Customers believe it is possible to show Madoff made legitimate investments, which would blow a hole in the argument that all of the trading was an illusion meant to keep the Ponzi scheme propped up, in classic fashion but on a scale never before seen. The company’s trustee completely dismisses any of these arguments and finds them completely out of touch with reality.
“The standard for a Ponzi scheme is that there is no legitimate business, but Madoff was the single largest market maker in the world,” lawyer Helen Davis Chaitman said. Approximately 70 customers call her their representation. “I believe I can prove that securities were purchased for some of my customers.”
Chaitman thinks the trustee isn’t correct in helping recover money by suing those who got out of the scheme early enough to turn a profit because Chaitman argues there was real trading happening on behalf of Madoff’s victims. The real blame, as Chaitman claims, comes from the U.S. Securities and Exchange Commission being defrauded by Madoff who misrepresented other aspects of his operations but never actually traded fake securities.
She thinks loss claims should reflect the final account statements and not the total principal that was lost.
“They haven’t proved it, after all this time and all this money,” Carol Neville, another lawyer for the customers, said at a July 25 bankruptcy court hearing in New York.

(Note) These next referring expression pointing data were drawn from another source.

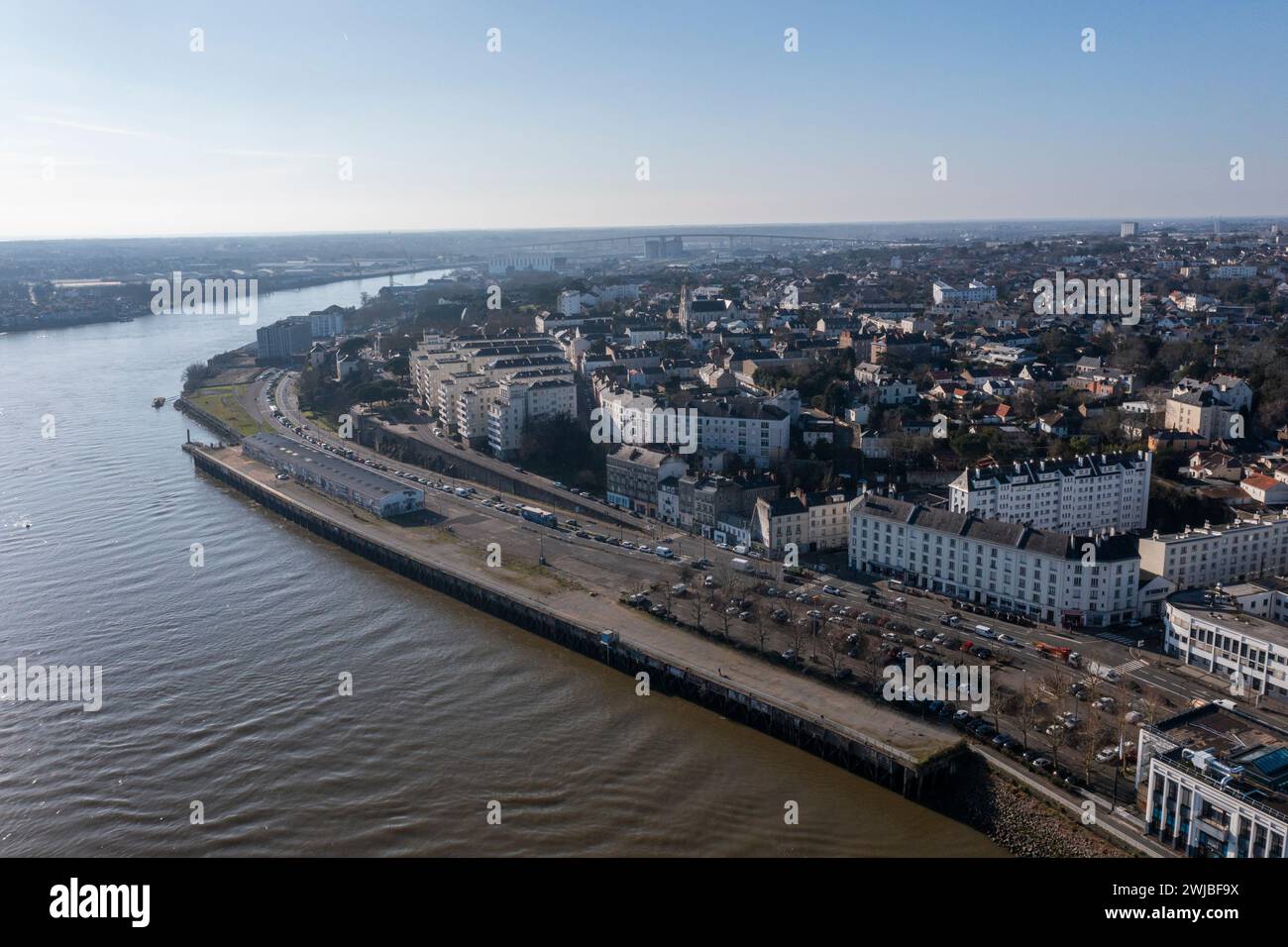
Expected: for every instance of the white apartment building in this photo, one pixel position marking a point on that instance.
(1219, 633)
(570, 303)
(747, 427)
(1232, 272)
(1210, 554)
(518, 401)
(1089, 492)
(975, 292)
(1055, 578)
(1215, 780)
(473, 406)
(814, 522)
(503, 263)
(438, 357)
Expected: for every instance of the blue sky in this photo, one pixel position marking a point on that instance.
(110, 125)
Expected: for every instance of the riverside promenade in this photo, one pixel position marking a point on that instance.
(575, 608)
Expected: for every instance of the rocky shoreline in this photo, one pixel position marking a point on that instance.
(1019, 821)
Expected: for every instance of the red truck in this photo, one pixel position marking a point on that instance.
(1056, 652)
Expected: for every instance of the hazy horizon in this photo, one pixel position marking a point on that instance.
(334, 118)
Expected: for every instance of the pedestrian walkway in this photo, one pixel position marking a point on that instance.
(1128, 667)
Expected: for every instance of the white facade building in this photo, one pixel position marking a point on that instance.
(1219, 554)
(973, 294)
(747, 427)
(1055, 578)
(1087, 492)
(1215, 630)
(519, 401)
(1215, 780)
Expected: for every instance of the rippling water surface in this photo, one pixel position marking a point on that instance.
(220, 684)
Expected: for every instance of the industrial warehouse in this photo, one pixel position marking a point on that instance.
(373, 491)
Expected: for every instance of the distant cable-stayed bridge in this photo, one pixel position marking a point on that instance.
(623, 243)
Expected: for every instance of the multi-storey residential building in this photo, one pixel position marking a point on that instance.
(704, 500)
(438, 357)
(634, 474)
(473, 406)
(1216, 781)
(1219, 554)
(1074, 579)
(747, 427)
(1205, 407)
(975, 292)
(326, 322)
(519, 401)
(283, 339)
(1228, 631)
(1089, 492)
(1233, 272)
(814, 522)
(501, 264)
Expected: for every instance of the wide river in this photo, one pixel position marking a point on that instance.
(220, 682)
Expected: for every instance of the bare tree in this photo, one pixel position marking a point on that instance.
(698, 605)
(1029, 710)
(761, 611)
(798, 634)
(1056, 736)
(1096, 738)
(835, 643)
(1005, 702)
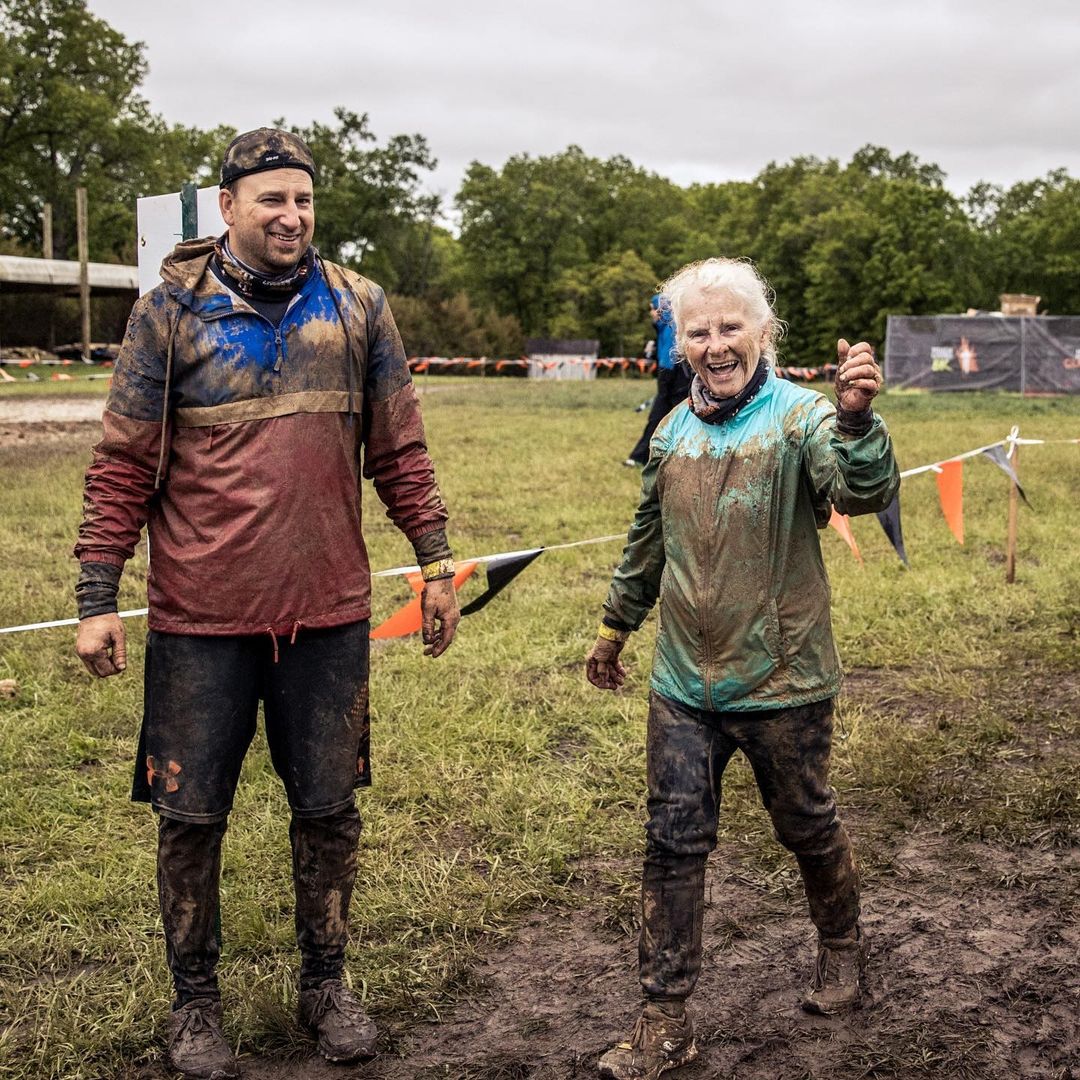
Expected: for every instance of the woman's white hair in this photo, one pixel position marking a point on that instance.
(739, 278)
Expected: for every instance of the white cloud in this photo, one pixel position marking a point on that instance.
(691, 90)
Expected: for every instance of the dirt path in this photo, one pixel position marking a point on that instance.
(973, 975)
(51, 409)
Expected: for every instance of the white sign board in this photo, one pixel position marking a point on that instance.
(160, 229)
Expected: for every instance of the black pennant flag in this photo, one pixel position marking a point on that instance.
(500, 572)
(890, 522)
(998, 456)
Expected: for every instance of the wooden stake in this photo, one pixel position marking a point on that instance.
(46, 231)
(80, 225)
(46, 252)
(1013, 510)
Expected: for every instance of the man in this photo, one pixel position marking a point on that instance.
(673, 379)
(248, 385)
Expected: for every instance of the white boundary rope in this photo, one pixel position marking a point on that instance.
(397, 571)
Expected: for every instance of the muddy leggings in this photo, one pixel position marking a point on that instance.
(202, 698)
(688, 751)
(189, 863)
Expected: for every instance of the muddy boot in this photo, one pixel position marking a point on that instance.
(333, 1013)
(837, 974)
(197, 1048)
(662, 1039)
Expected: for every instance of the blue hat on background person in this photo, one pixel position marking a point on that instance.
(665, 333)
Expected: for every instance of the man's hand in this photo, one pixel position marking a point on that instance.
(859, 377)
(102, 645)
(603, 666)
(439, 604)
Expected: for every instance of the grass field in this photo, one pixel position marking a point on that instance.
(502, 781)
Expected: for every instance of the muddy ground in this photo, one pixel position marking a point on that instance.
(974, 972)
(974, 968)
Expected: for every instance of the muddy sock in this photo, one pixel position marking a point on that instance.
(673, 902)
(324, 868)
(189, 866)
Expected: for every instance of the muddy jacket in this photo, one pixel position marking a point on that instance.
(727, 536)
(256, 433)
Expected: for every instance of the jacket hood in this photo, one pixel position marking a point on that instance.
(184, 266)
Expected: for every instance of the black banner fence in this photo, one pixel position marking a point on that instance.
(1026, 354)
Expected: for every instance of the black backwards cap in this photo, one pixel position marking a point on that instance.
(264, 149)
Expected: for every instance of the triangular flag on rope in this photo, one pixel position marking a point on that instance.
(500, 572)
(950, 491)
(890, 522)
(998, 456)
(409, 619)
(842, 525)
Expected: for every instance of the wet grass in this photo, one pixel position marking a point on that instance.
(497, 768)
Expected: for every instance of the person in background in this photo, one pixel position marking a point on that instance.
(740, 478)
(673, 379)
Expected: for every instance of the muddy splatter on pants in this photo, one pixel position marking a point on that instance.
(688, 750)
(202, 697)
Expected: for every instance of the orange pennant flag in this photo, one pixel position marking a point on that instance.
(950, 491)
(842, 525)
(409, 619)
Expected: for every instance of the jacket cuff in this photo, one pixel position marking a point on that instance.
(95, 592)
(854, 421)
(431, 547)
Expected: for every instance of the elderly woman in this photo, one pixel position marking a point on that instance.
(740, 478)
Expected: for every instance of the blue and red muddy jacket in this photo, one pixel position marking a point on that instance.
(239, 444)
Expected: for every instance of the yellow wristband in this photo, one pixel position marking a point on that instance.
(443, 568)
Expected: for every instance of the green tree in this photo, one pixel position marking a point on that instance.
(531, 230)
(1031, 238)
(450, 326)
(373, 212)
(608, 299)
(70, 116)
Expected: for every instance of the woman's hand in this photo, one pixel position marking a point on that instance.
(859, 378)
(603, 666)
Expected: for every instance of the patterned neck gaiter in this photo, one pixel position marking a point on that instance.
(713, 409)
(250, 283)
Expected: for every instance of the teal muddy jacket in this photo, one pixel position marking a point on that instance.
(726, 535)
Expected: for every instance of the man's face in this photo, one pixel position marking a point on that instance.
(720, 340)
(271, 218)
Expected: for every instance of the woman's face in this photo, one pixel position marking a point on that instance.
(720, 339)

Chaitman has been trying for two years to obtain the 30 million documents that she believes can prove her argument.
She said that the database would blow up the trustee’s argument by disproving “what he’s represented throughout the case.”. “Why wouldn’t he just give us access — there’s no cost to him.”
“Bernard Madoff’s fraud was a Ponzi scheme if ever there was one,” Matthew Schwartz, former federal prosecutor who dealt with the Madoff case said. “The evidence at trial proved beyond a reasonable doubt that Madoff did not buy and sell securities for his investment advisory clients.”